Pandangan ini muncul dalam Diskusi Kebangsaan sekaligus serah terima jabatan Direktur Ekskutif SAS (Said Aqil Siraj) Institute kepada Sadullah Affandy yang sebelumnya dijabat Imdadun Rahmat di Sekretariat SAS Institute Gedung Wisma Nugra Santana, Kamis 1 September 2022.
"Jika tidak ada Al-Azhar di Mesir di Timur Tengah dan NU di Indonesia, Islam dan umat Islam akan mudah dibawa ke tubir kehancuran," kata Kiai Said Aqil Siraj dalam acara tersebut.
"Beruntung Indonesia memiliki ulama seperti Hadratus Syaikh Hasyim Asy’ari yang berhasil menyatukan antara ke Islaman dan kebangsaan yang bisa menjadi fondasi dan perekat bagi kesatuan umat," tambah Kiai Said.

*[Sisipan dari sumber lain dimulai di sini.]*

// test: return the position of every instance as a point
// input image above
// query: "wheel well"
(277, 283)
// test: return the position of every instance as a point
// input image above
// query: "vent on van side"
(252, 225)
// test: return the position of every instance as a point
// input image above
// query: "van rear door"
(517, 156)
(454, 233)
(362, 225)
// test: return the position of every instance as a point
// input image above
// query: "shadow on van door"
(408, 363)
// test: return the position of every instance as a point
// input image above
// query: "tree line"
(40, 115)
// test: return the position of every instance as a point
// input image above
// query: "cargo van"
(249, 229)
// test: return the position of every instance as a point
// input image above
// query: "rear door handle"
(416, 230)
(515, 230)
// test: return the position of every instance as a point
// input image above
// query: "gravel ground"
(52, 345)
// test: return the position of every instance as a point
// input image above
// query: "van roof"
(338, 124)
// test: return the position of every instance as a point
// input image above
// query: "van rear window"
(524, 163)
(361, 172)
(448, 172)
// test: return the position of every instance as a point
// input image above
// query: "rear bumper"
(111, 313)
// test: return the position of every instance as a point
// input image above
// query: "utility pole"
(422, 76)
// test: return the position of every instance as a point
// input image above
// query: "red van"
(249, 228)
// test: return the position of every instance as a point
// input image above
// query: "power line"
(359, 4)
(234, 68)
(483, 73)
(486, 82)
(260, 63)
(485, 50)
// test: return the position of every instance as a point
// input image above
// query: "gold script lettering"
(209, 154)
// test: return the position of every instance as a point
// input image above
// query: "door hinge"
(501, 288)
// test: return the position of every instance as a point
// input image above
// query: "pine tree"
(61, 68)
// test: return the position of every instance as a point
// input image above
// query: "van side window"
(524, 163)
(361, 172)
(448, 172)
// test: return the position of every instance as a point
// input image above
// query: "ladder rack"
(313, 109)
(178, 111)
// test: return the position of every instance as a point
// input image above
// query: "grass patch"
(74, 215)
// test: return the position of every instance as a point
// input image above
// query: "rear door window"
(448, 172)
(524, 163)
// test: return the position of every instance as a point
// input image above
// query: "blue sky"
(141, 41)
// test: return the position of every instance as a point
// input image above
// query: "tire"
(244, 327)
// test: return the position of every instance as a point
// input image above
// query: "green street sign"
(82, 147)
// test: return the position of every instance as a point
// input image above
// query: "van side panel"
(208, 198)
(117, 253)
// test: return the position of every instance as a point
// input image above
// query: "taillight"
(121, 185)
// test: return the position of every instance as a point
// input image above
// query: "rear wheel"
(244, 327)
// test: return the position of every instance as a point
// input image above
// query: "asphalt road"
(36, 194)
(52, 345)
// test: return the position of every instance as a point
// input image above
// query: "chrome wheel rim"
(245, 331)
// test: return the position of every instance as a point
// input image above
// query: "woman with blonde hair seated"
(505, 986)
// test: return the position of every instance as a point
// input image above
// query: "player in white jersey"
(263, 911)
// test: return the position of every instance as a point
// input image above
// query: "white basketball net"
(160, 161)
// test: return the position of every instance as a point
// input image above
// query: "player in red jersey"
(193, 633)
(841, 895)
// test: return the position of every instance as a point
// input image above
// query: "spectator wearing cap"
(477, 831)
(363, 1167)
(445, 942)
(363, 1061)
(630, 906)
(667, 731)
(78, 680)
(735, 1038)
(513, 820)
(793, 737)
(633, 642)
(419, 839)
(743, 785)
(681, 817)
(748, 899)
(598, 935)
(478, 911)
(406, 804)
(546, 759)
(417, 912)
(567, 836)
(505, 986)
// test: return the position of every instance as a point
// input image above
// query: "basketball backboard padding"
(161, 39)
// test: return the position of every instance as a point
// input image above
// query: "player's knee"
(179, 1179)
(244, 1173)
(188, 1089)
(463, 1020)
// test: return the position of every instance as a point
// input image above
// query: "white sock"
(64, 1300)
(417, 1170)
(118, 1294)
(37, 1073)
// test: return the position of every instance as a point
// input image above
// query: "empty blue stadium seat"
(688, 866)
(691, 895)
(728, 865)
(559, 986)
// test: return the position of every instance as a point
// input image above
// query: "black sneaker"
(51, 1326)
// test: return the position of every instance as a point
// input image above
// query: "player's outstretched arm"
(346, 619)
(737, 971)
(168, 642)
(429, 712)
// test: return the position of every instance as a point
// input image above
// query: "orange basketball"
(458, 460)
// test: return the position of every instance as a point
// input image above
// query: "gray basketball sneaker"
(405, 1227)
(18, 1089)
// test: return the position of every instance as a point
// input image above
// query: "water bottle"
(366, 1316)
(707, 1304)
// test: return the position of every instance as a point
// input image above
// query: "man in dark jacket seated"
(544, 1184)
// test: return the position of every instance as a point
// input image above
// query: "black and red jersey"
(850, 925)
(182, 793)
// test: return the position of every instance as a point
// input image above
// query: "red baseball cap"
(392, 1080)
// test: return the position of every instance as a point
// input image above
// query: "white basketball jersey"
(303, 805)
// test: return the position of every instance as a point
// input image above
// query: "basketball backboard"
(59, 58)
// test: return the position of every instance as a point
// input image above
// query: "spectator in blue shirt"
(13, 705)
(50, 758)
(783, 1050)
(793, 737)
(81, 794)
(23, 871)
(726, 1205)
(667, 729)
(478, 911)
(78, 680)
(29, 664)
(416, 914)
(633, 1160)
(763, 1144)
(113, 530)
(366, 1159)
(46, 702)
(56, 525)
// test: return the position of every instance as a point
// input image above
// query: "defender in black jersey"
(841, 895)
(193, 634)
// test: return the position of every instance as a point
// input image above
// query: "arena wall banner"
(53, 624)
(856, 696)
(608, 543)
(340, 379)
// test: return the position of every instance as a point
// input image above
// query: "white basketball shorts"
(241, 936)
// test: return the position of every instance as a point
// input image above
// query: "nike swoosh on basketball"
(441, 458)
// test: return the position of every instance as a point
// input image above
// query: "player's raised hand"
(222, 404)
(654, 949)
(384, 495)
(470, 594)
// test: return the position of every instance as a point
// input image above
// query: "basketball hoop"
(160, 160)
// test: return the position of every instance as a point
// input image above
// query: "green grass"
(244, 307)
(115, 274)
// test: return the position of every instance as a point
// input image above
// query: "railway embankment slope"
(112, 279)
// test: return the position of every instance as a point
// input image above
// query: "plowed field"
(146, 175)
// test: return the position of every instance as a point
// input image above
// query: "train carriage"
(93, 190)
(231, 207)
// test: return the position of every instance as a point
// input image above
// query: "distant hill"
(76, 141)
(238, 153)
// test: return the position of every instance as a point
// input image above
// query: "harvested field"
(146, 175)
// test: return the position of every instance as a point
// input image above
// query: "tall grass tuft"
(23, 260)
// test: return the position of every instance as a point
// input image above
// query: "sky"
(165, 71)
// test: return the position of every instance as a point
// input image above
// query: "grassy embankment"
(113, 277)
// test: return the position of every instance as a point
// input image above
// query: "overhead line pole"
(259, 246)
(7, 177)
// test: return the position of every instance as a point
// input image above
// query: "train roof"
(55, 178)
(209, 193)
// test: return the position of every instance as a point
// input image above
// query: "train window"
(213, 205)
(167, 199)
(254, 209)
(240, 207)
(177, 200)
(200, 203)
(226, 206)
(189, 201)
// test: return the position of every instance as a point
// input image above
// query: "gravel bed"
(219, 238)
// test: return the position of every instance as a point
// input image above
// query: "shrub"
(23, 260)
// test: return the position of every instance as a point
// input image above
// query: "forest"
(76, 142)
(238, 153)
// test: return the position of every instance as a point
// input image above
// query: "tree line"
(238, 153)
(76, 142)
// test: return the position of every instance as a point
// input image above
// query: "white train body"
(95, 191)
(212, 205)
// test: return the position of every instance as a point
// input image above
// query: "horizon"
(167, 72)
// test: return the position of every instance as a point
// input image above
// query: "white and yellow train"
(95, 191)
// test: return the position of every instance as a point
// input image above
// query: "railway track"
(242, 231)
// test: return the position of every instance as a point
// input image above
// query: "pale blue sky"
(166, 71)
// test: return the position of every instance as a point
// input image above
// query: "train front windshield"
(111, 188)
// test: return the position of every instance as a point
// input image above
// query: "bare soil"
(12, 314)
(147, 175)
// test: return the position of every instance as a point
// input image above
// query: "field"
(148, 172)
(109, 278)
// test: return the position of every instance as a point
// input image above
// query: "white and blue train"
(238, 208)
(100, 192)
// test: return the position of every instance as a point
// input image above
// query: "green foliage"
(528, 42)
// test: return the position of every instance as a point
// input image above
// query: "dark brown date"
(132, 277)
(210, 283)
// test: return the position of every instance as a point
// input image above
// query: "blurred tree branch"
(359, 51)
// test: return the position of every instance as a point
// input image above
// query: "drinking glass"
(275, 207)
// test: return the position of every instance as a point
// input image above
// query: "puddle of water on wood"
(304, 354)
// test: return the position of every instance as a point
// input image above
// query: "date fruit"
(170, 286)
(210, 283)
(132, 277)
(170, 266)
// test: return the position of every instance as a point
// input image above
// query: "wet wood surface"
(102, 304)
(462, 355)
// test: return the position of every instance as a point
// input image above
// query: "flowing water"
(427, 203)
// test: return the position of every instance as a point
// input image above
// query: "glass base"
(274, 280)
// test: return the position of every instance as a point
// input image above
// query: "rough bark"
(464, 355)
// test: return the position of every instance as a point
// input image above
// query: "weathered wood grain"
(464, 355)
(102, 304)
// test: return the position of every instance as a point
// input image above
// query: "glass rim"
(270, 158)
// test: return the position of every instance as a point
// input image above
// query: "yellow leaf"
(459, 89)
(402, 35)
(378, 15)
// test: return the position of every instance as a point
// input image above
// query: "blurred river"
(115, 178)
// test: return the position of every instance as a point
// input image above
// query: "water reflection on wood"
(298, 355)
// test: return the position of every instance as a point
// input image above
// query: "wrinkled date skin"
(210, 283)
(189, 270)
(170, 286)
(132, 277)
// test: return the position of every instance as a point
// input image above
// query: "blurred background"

Umat Islam di dunia tak bisa lagi mengharap kebangkitan Islam dari negara-negara Arab di Timur Tengah. Umat Islam di sana saling berperang dan memusuhi. Sejak terbentuknya negara, bangsa, dunia telah berubah.
Saat ini dunia sedang menaruh harapan besar pada Indonesia sebagai negara berpenduduk muslim terbesar di dunia. Di Timur Tengah, kata Kiai Said, Islam dan nasionalisme tidak bisa disatukan dan bisa saling membelakangi.
"Di Timur Tengah kita tidak akan menemui orang seperti Hasyim Asyari yang merupakan seorang ulama sekaligus nasionalis," ujarnya. Di Timur Tengah, tempat kelahiran Islam, ulama dan nasionalis memiliki agenda dan perjuangannya sendiri-sendiri.
Karena itu, kata Kiai Said, pernyataan Kiai Hasyim Asyari "Hubbul wathan minal iman" bukanlah rumusan sederhana. Di dalamnya mengandung penegasan bahwa nasionalisme memiliki basis teologi di dalam Islam.